S. Korea, U.S. mull resuming bomber drills in case N.K. launches ICBM: sources
By Song Sang-ho and Kang Yoon-seung
SEOUL, March 16 (Yonhap) -- South Korea and the United States are considering resuming combined drills, involving America's nuclear-capable bombers, on the Korean Peninsula in case North Korea fires an intercontinental ballistic missile (ICBM), informed sources here said Wednesday.
The allies have discussed the idea of restarting the "Blue Lightning" training after about five years of suspension amid concerns the North could conduct a new ICBM test as early as this week under the disguise of a satellite development project.
"The South and the U.S. have shared the view on the need to take a corresponding measure," a source said on condition of anonymity. "We are weighing (resuming) the Blue Lightning."
Under the training, B-52H or B-1B bombers, stationed in the U.S. Air Force's Andersen Air Force Base in Guam, are deployed to the peninsula to practice security operations.
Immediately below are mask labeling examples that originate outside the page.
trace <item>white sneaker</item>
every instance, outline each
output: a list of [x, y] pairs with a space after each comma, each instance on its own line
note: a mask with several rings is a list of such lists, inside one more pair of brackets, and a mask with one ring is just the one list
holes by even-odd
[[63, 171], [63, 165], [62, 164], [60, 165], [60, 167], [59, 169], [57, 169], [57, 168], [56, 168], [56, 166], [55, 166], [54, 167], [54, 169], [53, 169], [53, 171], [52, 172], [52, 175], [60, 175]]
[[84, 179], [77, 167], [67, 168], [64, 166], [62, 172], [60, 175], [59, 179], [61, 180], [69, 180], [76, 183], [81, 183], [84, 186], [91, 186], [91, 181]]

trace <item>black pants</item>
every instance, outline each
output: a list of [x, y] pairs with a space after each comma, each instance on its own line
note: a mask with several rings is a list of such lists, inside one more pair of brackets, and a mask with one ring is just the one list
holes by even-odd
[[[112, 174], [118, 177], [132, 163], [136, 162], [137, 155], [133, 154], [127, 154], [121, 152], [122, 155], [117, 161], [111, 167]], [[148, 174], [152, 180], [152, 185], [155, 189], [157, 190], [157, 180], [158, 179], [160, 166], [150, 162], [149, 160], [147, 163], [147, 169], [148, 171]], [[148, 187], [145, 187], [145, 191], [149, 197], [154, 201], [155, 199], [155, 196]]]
Fighters from South Korea or Japan are also mobilized to escort the long-range strategic bombers.
The U.S. last planned such a training with the South in May 2018, but it held the training unilaterally near the peninsula, as Seoul expressed concerns the event could spark tensions ahead of the first-ever summit between the U.S. and the North in Singapore the following month.
The U.S. military has not flown strategic bombers over the peninsula since 2017, when the current Moon Jae-in administration pushed to improve cross-border relations under a dovish policy initiative.
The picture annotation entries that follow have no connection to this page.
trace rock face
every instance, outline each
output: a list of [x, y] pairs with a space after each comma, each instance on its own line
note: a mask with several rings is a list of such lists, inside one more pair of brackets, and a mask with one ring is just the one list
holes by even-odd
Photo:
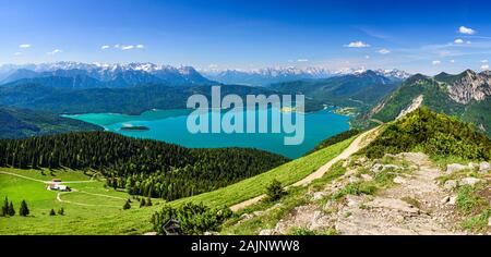
[[462, 180], [460, 180], [459, 185], [470, 185], [470, 186], [474, 186], [474, 185], [476, 185], [476, 184], [479, 183], [479, 182], [482, 182], [482, 180], [476, 179], [476, 178], [465, 178], [465, 179], [462, 179]]
[[463, 166], [463, 164], [458, 164], [458, 163], [447, 164], [446, 166], [446, 173], [453, 173], [455, 171], [462, 171], [462, 170], [466, 170], [466, 169], [469, 169], [469, 167]]
[[491, 72], [486, 71], [476, 74], [472, 71], [466, 71], [462, 77], [448, 85], [450, 97], [463, 105], [472, 100], [482, 101], [487, 96], [491, 96]]
[[414, 112], [416, 109], [418, 109], [421, 106], [423, 100], [424, 100], [424, 96], [423, 95], [420, 95], [417, 98], [415, 98], [412, 100], [412, 103], [410, 106], [408, 106], [405, 110], [403, 110], [399, 113], [399, 115], [396, 118], [396, 120], [399, 120], [399, 119], [404, 118], [405, 115], [407, 115], [408, 113]]
[[484, 173], [491, 171], [491, 164], [489, 162], [479, 163], [479, 172]]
Amid signs of the North's preparations for another missile launch, the U.S. military has stepped up its deterrence measures this week, including conducting a carrier-based air demonstration involving the F-35C stealth fighter in the Yellow Sea and strengthening its missile interception exercise in the South.
The U.S. is also expected to reinforce a trilateral exercise with the South and Japan, which centers on bolstering their capabilities to detect, track and intercept incoming hostile ballistic missiles.
Military watchers also presume the South and the U.S. could conduct a combined missile training in the event of a North Korean long-range rocket launch.
In July 2017, the allies fired the South's Hyunmoo-2 short-range ballistic missile and the U.S.' Army Tactical Missile System in a tit-for-tat move for the North's launch of its Hwasong-14 ICBM.
Separately, Seoul has reportedly been considering a unilateral live-fire exercise involving the Hyunmoo series of ballistic missiles and other weapons systems, with the intensity of the exercise dependent on the level of a potential North Korean provocation.